I walked into my comics shop last week, and was greeted by a sign with a digital countdown. There was less than a week until the first issue of Sandman: Overture would appear. I’d previously read the books in collected form, and I decided to try reading this one month-by-month, the way people read the original books. When I first read Neil Gaiman’s Sandman series of “graphic novels”, I was already a fan of comic books. I’d read the classics of the field, but Sandman was my first venture into long-form, non-superhero fiction. For those who haven’t read it, the series is a sprawling tragedy that deals with dreams, inner lives, and the rich inner landscape that lives in each of us. There are so many themes and sub-arcs described within Neil Gaiman’s masterpiece that to describe any of them is to do a disservice to the rest. Neil Gaiman’s previous effort to return to the world of Morpheus, Endless Nights, had its moments, but it felt a little too modern and experimental for my tastes. Sandman stories should feel old, like something plucked out of a dusty book.

Happily, the first issue of Sandman: Overture very much feels like the Sandman of old. The art by J.H. Williams III is multilayered almost to the point of being baroque, but without seeming gratuitously ornate or difficult to follow. While Williams doesn’t attain the disturbing, nearly mystical beauty he did in Alan Moore’s Promethea series, he doesn’t have to. Sandman has always been about portraying the personal, small side of grand events. His style of taking a backseat to the action serves the story well: The images here are beautiful and decorative where they have to be, stark and ornate where the pictures need to focus the reader on Neil Gaiman’s beautiful words.

The story revolves around what the Sandman was doing before he was imprisoned all the way back in issue one of the original series, and it involves a planet with three alien species, one of them a race of dreaming plants.

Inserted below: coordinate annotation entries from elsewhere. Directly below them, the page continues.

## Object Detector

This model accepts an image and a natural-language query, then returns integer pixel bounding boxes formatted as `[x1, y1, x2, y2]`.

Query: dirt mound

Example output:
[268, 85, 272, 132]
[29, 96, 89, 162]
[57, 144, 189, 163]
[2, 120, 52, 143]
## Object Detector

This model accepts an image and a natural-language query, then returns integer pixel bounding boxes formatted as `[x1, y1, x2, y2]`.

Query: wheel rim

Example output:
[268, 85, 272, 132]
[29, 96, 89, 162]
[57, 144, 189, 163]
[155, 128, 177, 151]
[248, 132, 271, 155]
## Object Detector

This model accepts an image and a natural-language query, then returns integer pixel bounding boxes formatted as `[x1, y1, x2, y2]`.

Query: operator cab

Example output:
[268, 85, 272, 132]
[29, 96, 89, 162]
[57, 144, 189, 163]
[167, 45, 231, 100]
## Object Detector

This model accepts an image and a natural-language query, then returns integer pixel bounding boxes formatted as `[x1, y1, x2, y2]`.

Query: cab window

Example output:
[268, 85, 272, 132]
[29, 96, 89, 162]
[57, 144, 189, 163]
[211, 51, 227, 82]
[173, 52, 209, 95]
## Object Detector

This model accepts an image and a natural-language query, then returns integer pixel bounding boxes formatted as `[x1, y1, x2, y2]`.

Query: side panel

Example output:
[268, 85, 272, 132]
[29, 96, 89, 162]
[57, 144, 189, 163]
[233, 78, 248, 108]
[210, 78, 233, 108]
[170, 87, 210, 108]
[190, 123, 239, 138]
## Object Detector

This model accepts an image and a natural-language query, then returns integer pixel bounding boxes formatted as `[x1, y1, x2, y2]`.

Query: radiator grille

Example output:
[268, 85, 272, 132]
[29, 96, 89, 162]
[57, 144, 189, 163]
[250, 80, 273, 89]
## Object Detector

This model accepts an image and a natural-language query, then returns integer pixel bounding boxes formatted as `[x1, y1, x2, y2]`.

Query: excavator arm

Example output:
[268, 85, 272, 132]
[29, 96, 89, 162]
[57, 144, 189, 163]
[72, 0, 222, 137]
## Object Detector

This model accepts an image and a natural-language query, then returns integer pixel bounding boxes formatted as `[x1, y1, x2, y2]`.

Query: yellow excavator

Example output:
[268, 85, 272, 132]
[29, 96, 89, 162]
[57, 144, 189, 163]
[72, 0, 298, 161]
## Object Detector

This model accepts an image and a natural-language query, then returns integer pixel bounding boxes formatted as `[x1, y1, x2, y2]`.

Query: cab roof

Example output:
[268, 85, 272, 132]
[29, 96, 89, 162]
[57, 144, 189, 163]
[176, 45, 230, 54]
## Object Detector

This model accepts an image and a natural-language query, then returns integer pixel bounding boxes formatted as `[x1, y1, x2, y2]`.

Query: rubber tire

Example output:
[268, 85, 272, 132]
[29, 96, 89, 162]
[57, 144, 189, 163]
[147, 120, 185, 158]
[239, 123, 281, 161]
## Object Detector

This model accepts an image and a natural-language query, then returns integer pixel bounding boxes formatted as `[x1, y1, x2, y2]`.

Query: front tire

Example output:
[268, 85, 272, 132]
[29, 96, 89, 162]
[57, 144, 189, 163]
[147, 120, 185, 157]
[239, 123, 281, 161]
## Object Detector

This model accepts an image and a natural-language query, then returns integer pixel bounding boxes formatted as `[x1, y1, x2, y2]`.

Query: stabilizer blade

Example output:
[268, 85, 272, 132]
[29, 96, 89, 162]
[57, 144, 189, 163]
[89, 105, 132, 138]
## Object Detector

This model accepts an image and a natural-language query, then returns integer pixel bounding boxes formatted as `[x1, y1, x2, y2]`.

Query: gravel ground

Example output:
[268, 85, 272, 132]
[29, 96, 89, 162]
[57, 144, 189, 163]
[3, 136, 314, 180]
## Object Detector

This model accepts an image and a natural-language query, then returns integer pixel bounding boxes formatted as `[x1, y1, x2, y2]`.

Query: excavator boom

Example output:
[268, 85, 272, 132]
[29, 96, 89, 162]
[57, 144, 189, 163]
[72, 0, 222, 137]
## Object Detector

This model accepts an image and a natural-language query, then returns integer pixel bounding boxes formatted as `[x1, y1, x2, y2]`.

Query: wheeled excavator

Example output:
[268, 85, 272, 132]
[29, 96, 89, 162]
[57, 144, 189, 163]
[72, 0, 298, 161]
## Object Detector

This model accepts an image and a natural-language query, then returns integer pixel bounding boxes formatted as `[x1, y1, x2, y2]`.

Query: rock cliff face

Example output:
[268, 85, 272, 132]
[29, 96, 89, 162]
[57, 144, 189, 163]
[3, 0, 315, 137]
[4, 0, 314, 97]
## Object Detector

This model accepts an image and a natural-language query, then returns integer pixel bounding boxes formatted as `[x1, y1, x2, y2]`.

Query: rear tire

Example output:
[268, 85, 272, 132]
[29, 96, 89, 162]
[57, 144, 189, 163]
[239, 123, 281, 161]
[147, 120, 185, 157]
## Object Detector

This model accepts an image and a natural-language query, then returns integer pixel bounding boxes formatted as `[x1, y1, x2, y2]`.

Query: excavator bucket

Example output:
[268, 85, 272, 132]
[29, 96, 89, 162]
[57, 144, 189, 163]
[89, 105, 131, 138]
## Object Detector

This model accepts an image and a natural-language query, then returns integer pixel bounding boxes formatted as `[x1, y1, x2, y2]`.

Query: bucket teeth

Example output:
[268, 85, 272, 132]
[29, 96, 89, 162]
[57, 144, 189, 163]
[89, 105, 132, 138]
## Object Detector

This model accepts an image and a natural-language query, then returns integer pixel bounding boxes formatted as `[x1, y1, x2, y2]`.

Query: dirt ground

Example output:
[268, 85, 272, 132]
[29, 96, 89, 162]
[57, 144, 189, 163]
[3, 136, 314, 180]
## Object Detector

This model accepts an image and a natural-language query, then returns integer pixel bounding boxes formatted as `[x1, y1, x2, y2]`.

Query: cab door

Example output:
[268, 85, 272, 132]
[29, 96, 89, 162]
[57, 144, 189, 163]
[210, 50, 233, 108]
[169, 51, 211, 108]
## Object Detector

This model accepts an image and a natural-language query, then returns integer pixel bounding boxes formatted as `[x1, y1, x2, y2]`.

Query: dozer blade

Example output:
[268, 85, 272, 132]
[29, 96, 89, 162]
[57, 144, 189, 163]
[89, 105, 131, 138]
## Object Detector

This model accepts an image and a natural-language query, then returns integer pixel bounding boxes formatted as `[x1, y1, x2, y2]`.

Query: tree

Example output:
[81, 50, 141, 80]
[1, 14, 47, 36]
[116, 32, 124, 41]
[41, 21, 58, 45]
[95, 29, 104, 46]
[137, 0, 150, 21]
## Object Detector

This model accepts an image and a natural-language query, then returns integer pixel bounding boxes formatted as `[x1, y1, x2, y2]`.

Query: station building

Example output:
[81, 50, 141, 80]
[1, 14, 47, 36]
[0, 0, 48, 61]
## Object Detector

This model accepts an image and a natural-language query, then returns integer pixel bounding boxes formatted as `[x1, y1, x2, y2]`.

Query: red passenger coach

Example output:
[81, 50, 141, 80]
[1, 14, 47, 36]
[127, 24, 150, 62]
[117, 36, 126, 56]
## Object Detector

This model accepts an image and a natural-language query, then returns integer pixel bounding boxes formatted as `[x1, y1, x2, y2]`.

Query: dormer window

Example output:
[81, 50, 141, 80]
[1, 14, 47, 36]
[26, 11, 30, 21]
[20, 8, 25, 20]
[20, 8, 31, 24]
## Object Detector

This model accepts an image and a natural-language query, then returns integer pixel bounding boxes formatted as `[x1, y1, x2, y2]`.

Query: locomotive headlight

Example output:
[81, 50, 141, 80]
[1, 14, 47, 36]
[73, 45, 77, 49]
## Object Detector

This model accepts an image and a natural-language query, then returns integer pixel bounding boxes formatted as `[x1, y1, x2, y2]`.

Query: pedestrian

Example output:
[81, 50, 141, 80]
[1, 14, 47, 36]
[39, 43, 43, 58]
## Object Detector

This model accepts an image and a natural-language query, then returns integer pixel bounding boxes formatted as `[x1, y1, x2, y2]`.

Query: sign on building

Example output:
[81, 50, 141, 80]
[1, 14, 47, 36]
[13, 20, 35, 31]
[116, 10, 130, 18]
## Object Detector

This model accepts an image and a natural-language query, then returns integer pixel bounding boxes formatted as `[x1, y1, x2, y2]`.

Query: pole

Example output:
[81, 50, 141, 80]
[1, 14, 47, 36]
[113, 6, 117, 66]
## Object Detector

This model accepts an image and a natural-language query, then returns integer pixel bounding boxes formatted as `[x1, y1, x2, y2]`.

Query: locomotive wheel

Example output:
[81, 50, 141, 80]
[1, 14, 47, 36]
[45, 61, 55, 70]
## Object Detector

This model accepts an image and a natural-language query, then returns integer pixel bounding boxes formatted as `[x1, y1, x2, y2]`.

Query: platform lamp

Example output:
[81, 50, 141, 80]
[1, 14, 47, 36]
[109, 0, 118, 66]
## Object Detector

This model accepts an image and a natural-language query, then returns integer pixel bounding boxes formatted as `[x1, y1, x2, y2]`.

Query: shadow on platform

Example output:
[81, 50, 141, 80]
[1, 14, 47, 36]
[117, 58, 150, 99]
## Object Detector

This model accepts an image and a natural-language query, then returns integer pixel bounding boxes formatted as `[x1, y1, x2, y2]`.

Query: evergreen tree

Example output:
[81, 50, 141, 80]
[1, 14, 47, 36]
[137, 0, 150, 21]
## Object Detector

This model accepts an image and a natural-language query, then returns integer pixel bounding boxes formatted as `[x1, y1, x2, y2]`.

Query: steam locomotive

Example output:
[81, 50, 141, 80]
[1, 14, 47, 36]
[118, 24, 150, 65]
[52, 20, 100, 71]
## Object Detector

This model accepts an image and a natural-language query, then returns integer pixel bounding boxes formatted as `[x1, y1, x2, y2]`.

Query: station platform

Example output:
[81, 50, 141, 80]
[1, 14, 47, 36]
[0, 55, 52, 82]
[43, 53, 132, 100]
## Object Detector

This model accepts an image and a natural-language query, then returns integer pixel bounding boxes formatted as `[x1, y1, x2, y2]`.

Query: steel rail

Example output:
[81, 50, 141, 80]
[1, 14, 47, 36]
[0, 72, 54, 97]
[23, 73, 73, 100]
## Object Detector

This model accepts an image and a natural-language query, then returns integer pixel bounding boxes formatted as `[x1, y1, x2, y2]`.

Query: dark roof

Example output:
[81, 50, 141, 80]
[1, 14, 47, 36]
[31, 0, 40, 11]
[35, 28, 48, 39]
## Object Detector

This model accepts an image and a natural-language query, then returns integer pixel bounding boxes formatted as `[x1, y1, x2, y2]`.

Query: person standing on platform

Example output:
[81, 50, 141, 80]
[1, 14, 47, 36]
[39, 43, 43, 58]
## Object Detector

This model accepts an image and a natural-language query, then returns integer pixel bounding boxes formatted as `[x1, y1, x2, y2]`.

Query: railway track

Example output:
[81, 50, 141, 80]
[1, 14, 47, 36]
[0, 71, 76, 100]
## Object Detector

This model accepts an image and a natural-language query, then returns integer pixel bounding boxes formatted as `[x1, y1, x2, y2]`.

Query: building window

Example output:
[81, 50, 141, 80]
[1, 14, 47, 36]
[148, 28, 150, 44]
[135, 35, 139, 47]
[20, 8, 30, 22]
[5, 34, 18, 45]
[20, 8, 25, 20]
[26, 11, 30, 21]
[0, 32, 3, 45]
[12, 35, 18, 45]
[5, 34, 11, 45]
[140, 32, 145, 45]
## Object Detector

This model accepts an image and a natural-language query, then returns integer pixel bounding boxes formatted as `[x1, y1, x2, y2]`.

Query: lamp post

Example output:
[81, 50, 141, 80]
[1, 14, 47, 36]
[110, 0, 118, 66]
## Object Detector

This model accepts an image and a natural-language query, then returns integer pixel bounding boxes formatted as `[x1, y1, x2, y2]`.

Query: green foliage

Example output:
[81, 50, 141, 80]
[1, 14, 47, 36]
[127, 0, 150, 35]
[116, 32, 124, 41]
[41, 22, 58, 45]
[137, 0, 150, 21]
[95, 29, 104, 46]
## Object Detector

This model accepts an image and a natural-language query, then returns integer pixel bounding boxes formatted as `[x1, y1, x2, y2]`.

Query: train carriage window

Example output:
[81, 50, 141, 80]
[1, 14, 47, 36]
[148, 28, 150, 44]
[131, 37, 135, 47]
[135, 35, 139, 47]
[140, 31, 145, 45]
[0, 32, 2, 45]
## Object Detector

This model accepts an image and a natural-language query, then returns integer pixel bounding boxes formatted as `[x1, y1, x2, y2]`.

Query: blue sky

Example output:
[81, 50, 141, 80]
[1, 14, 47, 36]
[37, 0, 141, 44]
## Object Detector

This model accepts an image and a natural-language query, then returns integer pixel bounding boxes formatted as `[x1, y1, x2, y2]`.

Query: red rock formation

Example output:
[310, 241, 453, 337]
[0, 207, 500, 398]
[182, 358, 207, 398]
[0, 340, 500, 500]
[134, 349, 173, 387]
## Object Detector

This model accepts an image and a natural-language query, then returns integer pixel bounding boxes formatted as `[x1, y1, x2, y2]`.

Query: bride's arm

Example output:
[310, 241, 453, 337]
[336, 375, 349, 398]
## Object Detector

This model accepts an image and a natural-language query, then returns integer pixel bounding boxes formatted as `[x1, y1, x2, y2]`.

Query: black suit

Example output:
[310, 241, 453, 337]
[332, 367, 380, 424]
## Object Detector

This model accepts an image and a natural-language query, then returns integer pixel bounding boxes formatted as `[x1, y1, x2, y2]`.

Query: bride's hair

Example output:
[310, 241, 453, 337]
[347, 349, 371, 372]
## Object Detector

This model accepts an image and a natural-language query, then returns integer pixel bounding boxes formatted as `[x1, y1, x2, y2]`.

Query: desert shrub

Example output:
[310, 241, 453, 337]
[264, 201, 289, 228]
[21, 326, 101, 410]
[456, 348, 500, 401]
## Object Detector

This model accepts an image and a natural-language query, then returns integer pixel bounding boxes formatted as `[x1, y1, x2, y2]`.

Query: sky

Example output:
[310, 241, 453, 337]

Subplots include the Corinthian, an unsettling dream figure with a habit of eating human eyes; and Dream’s siblings Destiny and Death, in a plot that looks to be leading up to events of the main series.

The story is cosmic, the prelude to a tragedy writ large. In typical Gaiman fashion, these plots are anything but straightforward or simple, and it’s obvious that we’ve only seen the earliest wisps of plot threads in this volume. A large-scale epic can be hard for the reader to identify with. It’s far too early to have bought into the story or characters of Sandman: Overture other than what we already know about them. Nevertheless, this setup shows promise. Neil Gaiman’s characters have always been excellently drawn, his tales unforgettable. I have high hopes that both will live up to the promise of this gorgeous book, and I’m very much looking forward to issue 2.


3 thoughts on “Sandman: Overture 1

  1. Funny enough, I’m actually reading the TPB of the original series. I always heard that Sandman was amazing–but holy crap amazing is a freaking understatement. I imagine that Sandman rivals Watchman in terms of how dense each comic is.

    1. I think that Sandman is Neil Gaiman’s best work, hands down, although American Gods and The Ocean at the End of the Lane come close. It’s also that rare thing: A work that’s accessible, immediately appealing, and one that benefits from re-reading over time.